One approach is that the Haggadah that we have is the order of the Haggadah which the Jews read in the time of exile. In fact, in the time that there is a Temple in Jerusalem, when the Jews were living in the Land of Israel there was quite a different Haggadah. The Haggadah that we read today, as Maimonides says, is the Haggadah of the Diaspora the Haggadah of the exile. So if that is true, there are two components to freedom from Egypt. Component number one is the physical redemption from Egypt, we were not slaves we were not oppressed, we were not in a foreign land – we were taken out of there. There is a second component which is the spiritual redemption – we were given the Torah, we were given a relationship with G-d, we were given the spiritual power of free will to overcome anything on a spiritual level and on a moral level. Those are the two components of the freedom from Egypt.
Now commentaries point out that Moses played a part in the physical redemption of the Jewish People, but the spiritual redemption of the Jewish People was from G-d Himself. Now, since we – and by “we” I mean the Jews living nowadays, since the destruction of the second Temple, we no longer have the benefit of the physical redemption. We have had horrific slavery since the Exodus; we have experienced holocausts, Inquisitions, Crusades, pogroms and wars since then. The physical benefits of the Exodus and the redemption are no longer with us. So we celebrate primarily the spiritual redemption – the Torah that we have, and the moral free will that is our inheritance. But these aspects of the redemption were from G-d alone, and Moses was not involved in that side of the redemption. Therefore, we don’t mention Moses, because our main celebration today is our spiritual redemption and not so much our physical redemption.

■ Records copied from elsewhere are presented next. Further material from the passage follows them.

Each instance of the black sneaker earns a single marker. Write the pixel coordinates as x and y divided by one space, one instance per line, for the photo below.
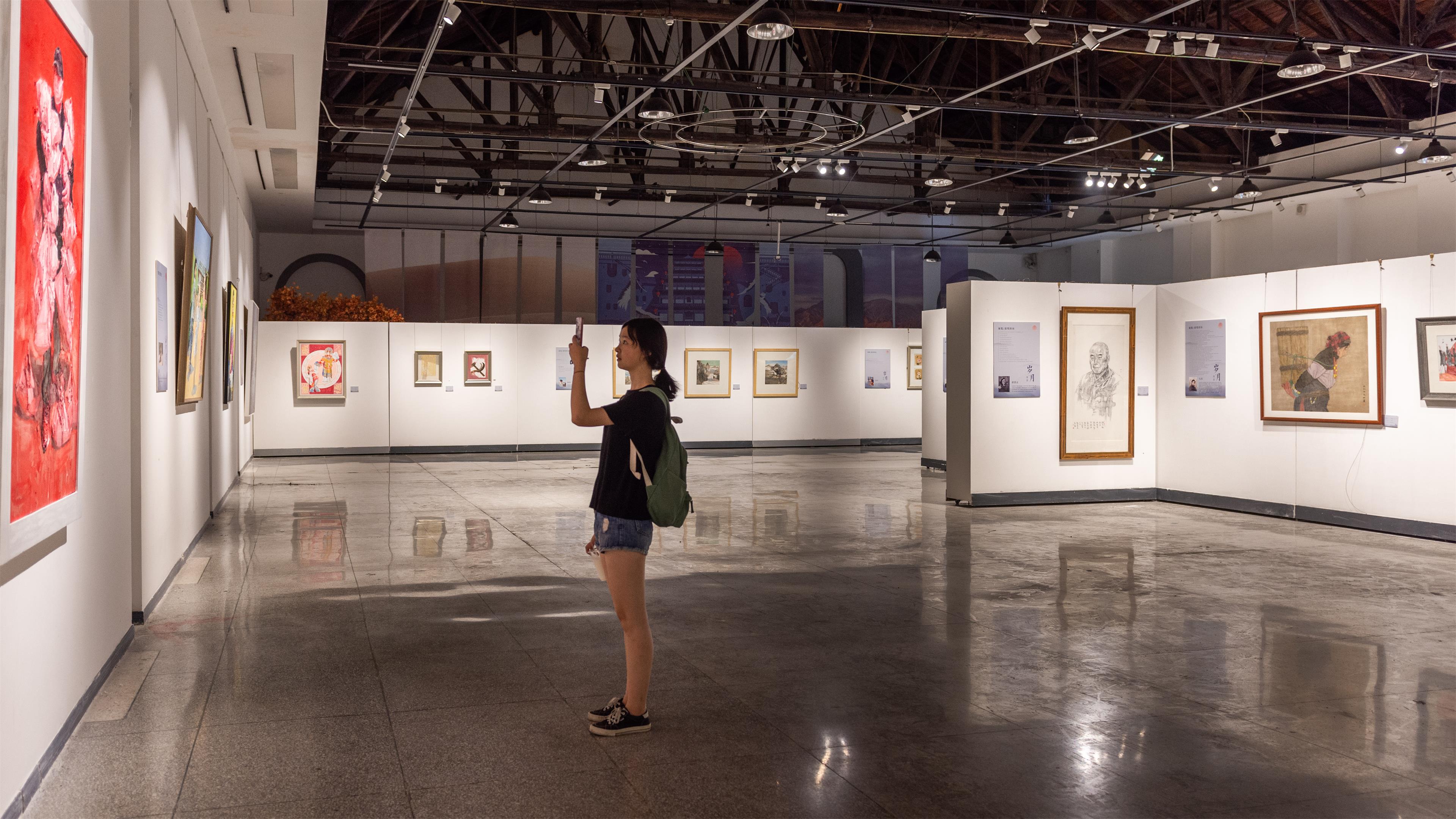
619 722
603 712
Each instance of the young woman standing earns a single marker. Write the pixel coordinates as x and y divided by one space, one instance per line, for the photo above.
622 527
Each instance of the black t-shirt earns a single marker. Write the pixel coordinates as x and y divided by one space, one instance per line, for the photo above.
640 417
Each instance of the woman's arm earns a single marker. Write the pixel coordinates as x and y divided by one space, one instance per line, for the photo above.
583 414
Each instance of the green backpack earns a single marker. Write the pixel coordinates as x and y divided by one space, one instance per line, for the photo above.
667 499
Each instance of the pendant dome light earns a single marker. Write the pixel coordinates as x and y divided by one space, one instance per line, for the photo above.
1081 133
592 158
656 107
771 24
1435 152
1248 190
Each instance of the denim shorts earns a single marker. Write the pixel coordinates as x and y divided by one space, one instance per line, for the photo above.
622 534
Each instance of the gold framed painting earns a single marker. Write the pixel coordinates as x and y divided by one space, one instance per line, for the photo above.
1098 369
428 371
707 373
1323 366
777 373
478 368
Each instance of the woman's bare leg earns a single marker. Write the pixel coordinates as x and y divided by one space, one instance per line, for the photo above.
628 585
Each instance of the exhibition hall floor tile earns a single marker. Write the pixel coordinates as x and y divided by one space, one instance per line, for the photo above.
420 636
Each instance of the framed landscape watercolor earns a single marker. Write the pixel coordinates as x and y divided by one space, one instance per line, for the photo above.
707 373
321 371
1323 366
428 368
1436 355
777 373
47 260
1098 353
478 368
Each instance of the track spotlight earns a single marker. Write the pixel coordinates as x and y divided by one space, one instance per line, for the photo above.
1079 135
656 107
1435 152
771 24
1301 63
592 158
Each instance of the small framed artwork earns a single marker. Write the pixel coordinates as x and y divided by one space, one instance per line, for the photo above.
1436 353
478 368
1098 352
707 373
1323 366
777 373
321 371
428 368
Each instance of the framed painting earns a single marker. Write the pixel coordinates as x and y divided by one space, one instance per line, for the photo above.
1436 356
478 368
1098 355
428 371
229 342
707 372
1323 366
321 371
47 190
777 373
197 270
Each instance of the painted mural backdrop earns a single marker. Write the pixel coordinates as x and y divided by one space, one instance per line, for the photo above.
49 261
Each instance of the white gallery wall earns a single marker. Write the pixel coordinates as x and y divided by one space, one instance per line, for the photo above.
151 471
525 410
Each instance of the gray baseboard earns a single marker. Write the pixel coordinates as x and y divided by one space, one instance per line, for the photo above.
43 767
1228 503
321 451
1069 496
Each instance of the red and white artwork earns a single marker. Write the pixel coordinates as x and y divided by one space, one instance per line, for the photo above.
321 369
49 261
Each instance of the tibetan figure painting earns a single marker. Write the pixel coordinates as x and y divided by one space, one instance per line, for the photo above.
1098 350
52 60
321 369
1321 366
197 273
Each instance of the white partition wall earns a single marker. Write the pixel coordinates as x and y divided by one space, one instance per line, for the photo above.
523 410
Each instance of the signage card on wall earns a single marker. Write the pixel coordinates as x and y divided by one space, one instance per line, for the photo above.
1017 359
877 369
1205 372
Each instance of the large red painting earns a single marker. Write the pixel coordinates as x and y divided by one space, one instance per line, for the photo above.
50 190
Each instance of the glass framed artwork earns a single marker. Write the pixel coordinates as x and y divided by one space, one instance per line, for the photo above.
1098 355
777 373
707 373
1323 366
319 371
1436 356
428 371
478 368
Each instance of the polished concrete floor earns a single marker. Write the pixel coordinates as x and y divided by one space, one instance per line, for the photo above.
421 636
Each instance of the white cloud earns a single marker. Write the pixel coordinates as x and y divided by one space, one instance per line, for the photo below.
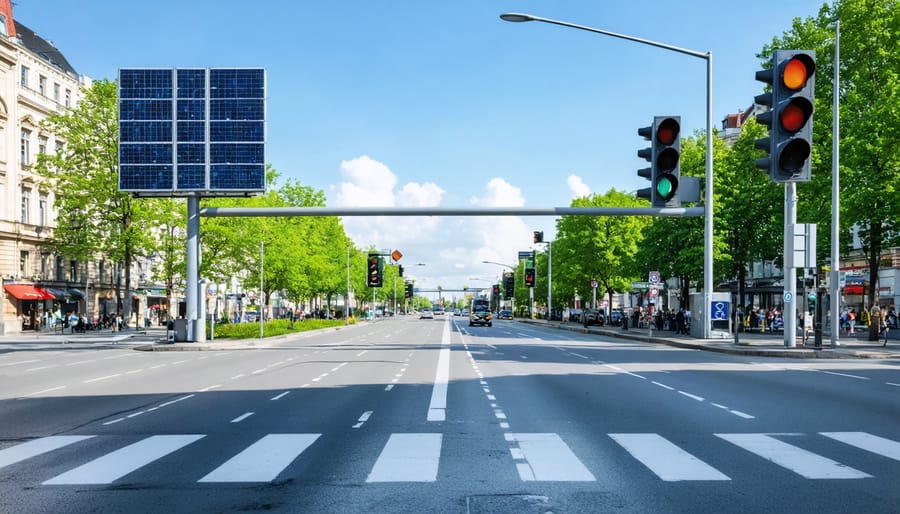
452 248
577 186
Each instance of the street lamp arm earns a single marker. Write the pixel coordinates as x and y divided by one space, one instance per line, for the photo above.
519 17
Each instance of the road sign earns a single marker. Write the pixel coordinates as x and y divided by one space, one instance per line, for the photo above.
718 311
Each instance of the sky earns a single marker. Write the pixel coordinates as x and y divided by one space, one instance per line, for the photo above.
382 103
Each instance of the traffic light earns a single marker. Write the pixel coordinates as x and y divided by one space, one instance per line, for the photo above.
509 285
664 155
375 275
529 277
789 118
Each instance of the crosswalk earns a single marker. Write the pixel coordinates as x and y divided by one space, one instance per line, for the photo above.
416 457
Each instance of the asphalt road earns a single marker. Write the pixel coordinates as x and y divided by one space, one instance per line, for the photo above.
409 415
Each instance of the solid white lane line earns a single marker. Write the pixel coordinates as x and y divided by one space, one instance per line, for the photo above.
692 396
845 375
101 378
871 443
45 391
798 460
115 465
438 405
665 459
549 458
36 447
264 460
408 458
242 417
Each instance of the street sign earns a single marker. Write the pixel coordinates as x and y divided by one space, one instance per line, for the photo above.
647 285
718 311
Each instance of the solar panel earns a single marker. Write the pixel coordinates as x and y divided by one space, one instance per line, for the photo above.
192 130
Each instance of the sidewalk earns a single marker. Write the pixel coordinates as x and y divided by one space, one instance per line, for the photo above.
756 344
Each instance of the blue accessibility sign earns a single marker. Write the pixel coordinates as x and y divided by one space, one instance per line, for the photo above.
718 311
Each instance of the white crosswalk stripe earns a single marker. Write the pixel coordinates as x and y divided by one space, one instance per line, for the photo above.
263 460
416 457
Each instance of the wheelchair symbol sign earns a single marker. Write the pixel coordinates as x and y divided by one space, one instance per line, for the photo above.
719 311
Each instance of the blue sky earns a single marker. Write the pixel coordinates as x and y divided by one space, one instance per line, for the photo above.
423 103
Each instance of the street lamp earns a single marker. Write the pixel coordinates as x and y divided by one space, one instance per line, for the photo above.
708 213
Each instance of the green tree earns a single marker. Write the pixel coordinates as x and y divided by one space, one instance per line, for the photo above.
93 216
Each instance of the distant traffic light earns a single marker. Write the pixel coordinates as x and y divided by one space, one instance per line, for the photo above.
529 277
664 155
789 118
375 274
509 285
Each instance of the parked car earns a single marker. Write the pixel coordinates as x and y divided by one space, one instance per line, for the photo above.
593 317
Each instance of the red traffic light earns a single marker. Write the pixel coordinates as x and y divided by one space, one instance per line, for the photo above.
797 71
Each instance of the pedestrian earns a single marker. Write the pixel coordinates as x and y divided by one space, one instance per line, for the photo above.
681 321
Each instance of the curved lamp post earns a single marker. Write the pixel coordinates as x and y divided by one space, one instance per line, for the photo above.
708 225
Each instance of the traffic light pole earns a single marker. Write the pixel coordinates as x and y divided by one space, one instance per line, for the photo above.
789 312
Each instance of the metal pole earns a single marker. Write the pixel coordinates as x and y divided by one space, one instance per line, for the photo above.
192 296
833 284
549 280
789 298
262 296
347 298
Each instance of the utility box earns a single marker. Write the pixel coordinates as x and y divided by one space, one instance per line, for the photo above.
180 330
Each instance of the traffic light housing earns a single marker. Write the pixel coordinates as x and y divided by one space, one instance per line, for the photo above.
664 155
529 277
790 117
375 274
509 285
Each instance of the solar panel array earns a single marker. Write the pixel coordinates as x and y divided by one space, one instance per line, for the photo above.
187 131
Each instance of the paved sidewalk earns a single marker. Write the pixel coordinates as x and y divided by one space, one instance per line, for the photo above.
762 345
753 343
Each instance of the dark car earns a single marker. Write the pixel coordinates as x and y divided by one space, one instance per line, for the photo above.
593 317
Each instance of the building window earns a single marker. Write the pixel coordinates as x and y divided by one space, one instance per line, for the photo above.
26 206
25 148
42 211
23 264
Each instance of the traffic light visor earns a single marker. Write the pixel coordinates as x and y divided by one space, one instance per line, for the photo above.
797 71
667 131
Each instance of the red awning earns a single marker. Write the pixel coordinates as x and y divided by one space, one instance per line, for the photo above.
28 292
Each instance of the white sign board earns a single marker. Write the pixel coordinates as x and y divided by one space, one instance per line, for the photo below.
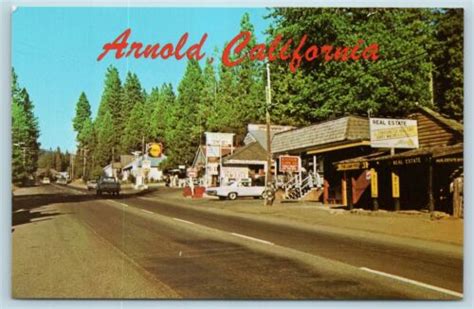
212 169
235 172
213 151
146 164
393 133
222 139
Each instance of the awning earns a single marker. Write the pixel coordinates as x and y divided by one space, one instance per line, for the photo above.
452 154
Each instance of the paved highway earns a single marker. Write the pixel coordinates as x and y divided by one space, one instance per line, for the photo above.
203 254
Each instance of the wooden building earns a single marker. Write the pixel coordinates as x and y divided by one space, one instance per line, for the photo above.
421 178
322 144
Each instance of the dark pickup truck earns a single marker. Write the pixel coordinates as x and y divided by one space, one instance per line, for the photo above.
108 185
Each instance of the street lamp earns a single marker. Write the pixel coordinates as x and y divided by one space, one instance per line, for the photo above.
269 196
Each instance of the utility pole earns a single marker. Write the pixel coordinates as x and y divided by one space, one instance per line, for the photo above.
268 174
84 154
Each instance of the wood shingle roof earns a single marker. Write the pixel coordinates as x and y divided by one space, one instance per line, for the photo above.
349 128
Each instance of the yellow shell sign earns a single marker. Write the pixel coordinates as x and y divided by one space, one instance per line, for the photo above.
155 150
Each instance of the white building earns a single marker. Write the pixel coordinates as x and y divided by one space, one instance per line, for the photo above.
144 165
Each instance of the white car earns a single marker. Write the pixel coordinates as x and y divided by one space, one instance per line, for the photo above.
235 189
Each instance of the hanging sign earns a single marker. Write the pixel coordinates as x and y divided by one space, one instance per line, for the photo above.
155 150
289 164
395 185
393 133
374 185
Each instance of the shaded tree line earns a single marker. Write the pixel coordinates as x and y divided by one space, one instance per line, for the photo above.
54 160
208 98
421 56
25 134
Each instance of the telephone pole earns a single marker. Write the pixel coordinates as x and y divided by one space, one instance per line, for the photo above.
268 173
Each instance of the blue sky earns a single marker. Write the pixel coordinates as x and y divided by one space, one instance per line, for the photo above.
55 50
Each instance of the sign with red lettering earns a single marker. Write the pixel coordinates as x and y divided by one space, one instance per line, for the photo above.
290 164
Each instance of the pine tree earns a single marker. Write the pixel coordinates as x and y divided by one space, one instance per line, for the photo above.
208 96
448 60
105 145
25 133
111 103
83 113
133 94
390 86
185 136
135 130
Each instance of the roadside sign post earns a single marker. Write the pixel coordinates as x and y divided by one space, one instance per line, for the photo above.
392 134
269 196
374 188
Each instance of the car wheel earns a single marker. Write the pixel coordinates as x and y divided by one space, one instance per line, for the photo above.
232 196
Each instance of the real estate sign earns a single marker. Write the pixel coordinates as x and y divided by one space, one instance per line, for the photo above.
393 133
289 164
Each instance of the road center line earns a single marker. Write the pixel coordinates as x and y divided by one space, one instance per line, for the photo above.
184 221
122 204
253 238
425 285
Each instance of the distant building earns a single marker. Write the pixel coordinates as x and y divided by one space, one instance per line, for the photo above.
143 165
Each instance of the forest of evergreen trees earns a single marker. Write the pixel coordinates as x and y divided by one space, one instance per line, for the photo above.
421 61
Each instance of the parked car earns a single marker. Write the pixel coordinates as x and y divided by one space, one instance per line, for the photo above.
237 188
61 181
91 184
109 185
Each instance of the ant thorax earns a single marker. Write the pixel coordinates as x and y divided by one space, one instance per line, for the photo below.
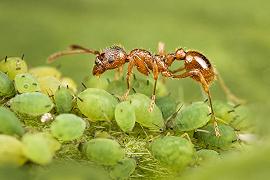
114 53
195 60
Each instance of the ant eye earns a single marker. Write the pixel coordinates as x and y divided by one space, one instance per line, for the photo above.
180 54
98 61
111 59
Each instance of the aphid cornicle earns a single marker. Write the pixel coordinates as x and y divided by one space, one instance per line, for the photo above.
196 66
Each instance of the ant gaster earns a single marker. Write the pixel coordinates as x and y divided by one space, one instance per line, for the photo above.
196 66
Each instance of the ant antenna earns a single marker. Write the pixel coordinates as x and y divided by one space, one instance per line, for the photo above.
73 49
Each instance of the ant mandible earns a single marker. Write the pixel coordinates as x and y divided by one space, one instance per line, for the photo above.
196 66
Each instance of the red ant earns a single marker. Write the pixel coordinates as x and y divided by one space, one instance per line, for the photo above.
196 66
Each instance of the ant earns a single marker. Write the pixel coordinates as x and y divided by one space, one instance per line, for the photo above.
196 66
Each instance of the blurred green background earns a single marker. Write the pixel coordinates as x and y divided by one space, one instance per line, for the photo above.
234 35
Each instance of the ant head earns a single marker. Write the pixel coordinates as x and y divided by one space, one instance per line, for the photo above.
180 54
111 58
99 67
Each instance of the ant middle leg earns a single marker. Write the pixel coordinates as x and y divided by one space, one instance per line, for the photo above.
118 73
129 73
207 91
153 98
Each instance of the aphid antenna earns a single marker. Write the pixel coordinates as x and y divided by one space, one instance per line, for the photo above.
160 129
221 120
236 106
134 90
134 77
105 116
206 100
58 66
84 85
202 130
80 98
144 131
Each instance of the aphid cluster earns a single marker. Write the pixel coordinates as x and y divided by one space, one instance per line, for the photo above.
43 116
196 66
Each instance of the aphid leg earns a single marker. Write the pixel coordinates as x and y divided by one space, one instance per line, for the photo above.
129 73
118 73
185 135
162 52
178 70
230 96
153 98
161 49
206 89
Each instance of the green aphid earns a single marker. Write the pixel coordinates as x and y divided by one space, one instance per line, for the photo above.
117 87
123 169
39 148
13 66
44 71
192 117
224 111
63 100
172 152
49 84
208 138
67 127
7 88
97 104
11 151
9 123
145 86
103 151
125 116
152 120
96 82
205 155
70 83
167 105
26 83
32 104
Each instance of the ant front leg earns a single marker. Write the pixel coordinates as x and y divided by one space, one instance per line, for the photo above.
206 89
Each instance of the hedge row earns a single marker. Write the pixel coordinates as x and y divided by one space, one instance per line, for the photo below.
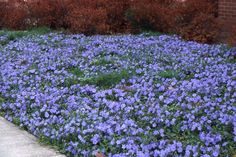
192 19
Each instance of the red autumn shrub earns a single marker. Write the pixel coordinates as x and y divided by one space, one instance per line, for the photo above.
192 19
196 20
14 15
116 15
88 17
39 13
151 14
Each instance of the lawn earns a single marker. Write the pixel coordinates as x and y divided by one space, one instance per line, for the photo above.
127 95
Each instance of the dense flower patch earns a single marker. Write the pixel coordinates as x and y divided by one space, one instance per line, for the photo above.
121 95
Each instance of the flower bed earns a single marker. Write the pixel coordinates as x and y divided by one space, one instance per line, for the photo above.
121 95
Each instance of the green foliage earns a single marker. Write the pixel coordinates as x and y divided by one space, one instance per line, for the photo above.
108 80
102 62
76 71
102 80
169 74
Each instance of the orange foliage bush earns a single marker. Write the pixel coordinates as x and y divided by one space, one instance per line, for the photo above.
88 17
192 19
13 14
151 14
196 20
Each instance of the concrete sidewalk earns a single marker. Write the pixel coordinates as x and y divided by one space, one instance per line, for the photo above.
18 143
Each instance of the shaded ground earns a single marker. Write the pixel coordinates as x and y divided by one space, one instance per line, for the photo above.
17 143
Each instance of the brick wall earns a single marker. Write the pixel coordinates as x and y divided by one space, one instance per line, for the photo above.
227 9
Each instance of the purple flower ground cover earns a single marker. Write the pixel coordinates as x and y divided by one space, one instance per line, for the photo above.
128 95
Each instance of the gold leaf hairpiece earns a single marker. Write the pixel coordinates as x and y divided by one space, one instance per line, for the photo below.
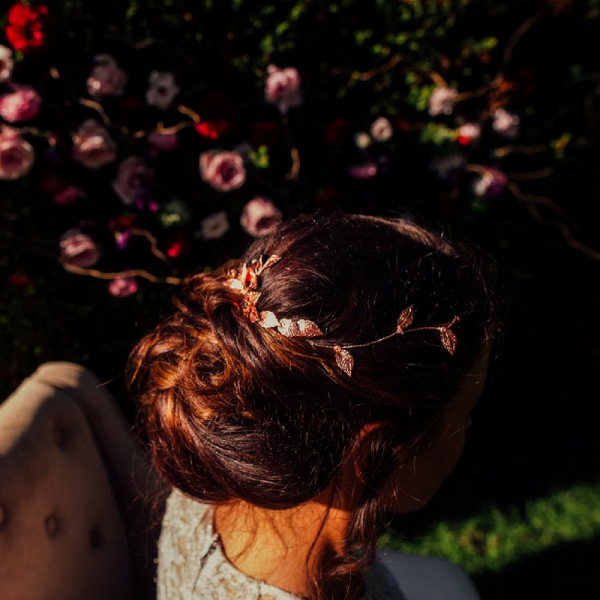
245 282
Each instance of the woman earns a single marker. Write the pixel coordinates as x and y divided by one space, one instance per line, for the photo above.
294 397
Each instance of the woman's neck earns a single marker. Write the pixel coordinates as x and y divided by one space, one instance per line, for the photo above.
280 547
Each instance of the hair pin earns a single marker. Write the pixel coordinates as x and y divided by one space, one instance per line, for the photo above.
245 282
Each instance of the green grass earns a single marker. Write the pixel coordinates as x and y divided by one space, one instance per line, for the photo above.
496 539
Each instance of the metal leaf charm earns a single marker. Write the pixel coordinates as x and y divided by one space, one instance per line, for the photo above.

There is another possible explanation. The Exodus was not only about freeing us from physical slavery, but it was also about freeing us from the idolatry of the Egyptians. Maimonides says that the flame of monotheism that was lit by Abraham was almost extinguished when the Jews were in Egypt. We were pagans, we worshiped the Egyptian gods, we had their superstitious and we were terrified by their gods.
Maimonides tells us that the origins of idolatry were not people denying G-d outright, but rather idolatry started with people setting up intermediaries between themselves and G-d. Whether the intermediary was the sun, the moon, nature, a person, a prophet or a priest, it served to disconnect people from a relationship with G-d. Originally people worshipped these intermediaries in order to worship G-d Himself, but matters degenerated and they forgot that they were intermediaries and they started worshipping the intermediaries as gods themselves. Eventually, the intermediaries replaced the whole idea of G-d and then suddenly you had a whole pantheon of gods – of natural forces, of angels, and people lost the connection to G-d. After the Exodus G-d wanted us to have a direct relationship with Him. We are not allowed to pray to any intermediary, we may not pray to an angel, or to a righteous person, dead or alive. We only pray to G-d Himself.
Mentioning Moses in the Haggadah is dangerous. Precisely because of his greatness and his pivotal role in the Exodus, there would be a danger of thinking of him as an intermediary between us and G-d. The Haggadah is about the creation of the direct, intimate relationship between G-d and the Jewish people, and nothing and no one can come between that relationship. Therefore, Moses is deliberately left out of the Haggadah, as an eternal lesson that it is us and G-d, G-d and us. Each person has a direct connection to G-d, we don’t need an intermediary, we don’t want an intermediary, we don’t pray to an intermediary – it’s directly us and G-d.